Fragments of the St. Francis Dam, strewn downstream (J. David Rogers)
During the initial surveys, there was one piece investigators couldn’t find. It came from a section of the dam near the east abutment. All the enormous fragments that remained below the Tombstone were readily identified. Where was the concrete from this mysterious gap? The unaccounted-for fragment was dubbed “the missing section.” Although not considered important at first, it would turn out to be a surprisingly significant clue.
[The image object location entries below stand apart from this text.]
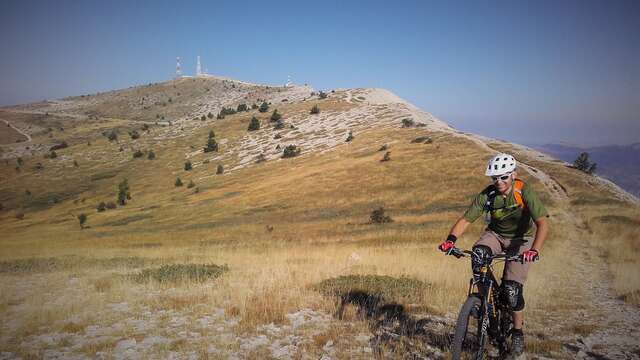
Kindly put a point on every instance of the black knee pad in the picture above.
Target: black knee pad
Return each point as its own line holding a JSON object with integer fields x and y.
{"x": 481, "y": 252}
{"x": 512, "y": 295}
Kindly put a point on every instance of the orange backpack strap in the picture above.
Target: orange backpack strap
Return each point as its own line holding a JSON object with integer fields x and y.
{"x": 517, "y": 193}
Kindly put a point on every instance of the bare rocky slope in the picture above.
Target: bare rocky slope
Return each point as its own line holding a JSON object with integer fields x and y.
{"x": 178, "y": 113}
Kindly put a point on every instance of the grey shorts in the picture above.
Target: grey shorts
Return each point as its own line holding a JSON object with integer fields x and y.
{"x": 513, "y": 270}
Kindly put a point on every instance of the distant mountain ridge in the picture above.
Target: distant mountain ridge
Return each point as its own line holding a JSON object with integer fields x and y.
{"x": 618, "y": 163}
Along with a visual record of the location of fragments, the Fairchild photos captured another prominent feature of the floodpath—continuous light-colored bands along both sides of the canyon. They were scour lines, left as surging water stripped away foliage, leaving deposits of sand and silt that defined the changing path and levels of the flood.
When measurements from the air and on the ground were combined with other evidence, including eyewitness accounts, reports of power outages, and even mud-encrusted watches recovered from victims, investigators were able to calculate the torrent’s speed. The highest scour lines were just downstream from the dam, 140 feet above the creek bed. It was determined that about five minutes after the collapse the flood reached a maximum volume of seven hundred thousand cubic feet per second.3 At its widest, around Bard
sdale, the torrent was eight thousand feet—one and a half miles—across. At its fastest, between the dam and Powerhouse 2, the flow was clocked at eighteen miles per hour.4
The list of fragments, or blocks, from the St. Francis Dam started with the Tombstone—more than two-hundred-feet tall, one hundred feet across at the top, and eighty-five feet broad at the base. Why it survived was a major unanswered question. When two DWP employees scaled the water-stained monolith, they recovered one of the most useful and debated sources of information about how and why the St. Francis Dam failed—the Stevens Continuous Water Stage Recorder, or Stevens Gauge for short.
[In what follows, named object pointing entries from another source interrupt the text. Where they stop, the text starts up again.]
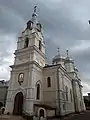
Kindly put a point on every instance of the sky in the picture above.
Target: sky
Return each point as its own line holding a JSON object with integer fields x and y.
{"x": 65, "y": 25}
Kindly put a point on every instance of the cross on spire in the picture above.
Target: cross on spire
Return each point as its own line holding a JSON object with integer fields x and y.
{"x": 58, "y": 50}
{"x": 67, "y": 52}
{"x": 35, "y": 9}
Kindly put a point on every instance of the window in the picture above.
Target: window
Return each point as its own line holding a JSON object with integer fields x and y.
{"x": 66, "y": 93}
{"x": 49, "y": 82}
{"x": 26, "y": 43}
{"x": 40, "y": 45}
{"x": 71, "y": 94}
{"x": 64, "y": 106}
{"x": 38, "y": 92}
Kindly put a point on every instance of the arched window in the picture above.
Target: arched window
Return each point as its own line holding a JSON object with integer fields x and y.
{"x": 49, "y": 82}
{"x": 71, "y": 94}
{"x": 66, "y": 93}
{"x": 38, "y": 92}
{"x": 26, "y": 43}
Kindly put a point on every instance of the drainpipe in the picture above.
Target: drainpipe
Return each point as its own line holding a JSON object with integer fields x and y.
{"x": 58, "y": 90}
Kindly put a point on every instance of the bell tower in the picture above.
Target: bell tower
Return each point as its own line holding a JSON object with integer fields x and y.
{"x": 27, "y": 71}
{"x": 31, "y": 43}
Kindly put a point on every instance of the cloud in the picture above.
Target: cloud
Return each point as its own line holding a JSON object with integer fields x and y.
{"x": 65, "y": 25}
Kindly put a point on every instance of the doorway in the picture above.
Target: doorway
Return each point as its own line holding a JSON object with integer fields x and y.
{"x": 42, "y": 113}
{"x": 18, "y": 104}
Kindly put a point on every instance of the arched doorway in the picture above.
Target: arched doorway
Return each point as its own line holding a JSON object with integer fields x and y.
{"x": 42, "y": 113}
{"x": 18, "y": 104}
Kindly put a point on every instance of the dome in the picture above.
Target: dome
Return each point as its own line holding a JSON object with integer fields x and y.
{"x": 58, "y": 59}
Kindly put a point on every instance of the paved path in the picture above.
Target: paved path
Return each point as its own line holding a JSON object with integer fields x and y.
{"x": 81, "y": 116}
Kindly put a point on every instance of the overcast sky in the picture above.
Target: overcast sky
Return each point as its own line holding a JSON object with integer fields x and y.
{"x": 65, "y": 25}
A drawing showing the original locations for dam fragments. The “missing section” is highlighted in gray. (J. David Rogers)
Light-colored scour marks left by the flood above Powerhouse 2 (Author’s collection)
Contained in a small metal shed, the device was connected to a seventy-five-foot-long, twelve-inch-diameter pipe attached to the upstream side of the dam. As water from the reservoir filled the pipe, a pencil resting on a float drew a line that recorded level changes on a slow-moving roll of graph paper. The gauge was controlled by a counterweight-driven clock mechanism that was wound once a week. An important part of dam keeper Tony Harnischfeger’s job was to check the recorder graph, keep the mechanism running, and verify its accuracy.5
The path of the pencil tracing represented a possible timeline for the St. Francis failure. After the reservoir was filled to capacity five days before the collapse, the line appeared to begin a barely noticeable descent. Around two o’clock on the afternoon of March 12, after William Mulholland and Harvey Van Norman had finished their examination of the new leak on the west abutment and returned to their downtown Los Angeles office, the pencil mark descended more noticeably, seeming to record an ominous 0.36-inch drop in the level of the reservoir, a loss of as much as seven million gallons. In the final forty minutes before the collapse, an accelerated decline of twelve inches began, ending with a precipitous fall. The line’s sudden descent apparently mirrored the abrupt drop in the level of the reservoir as 12.4 billion gallons of water escaped the confines of the St. Francis Dam and surged downstream.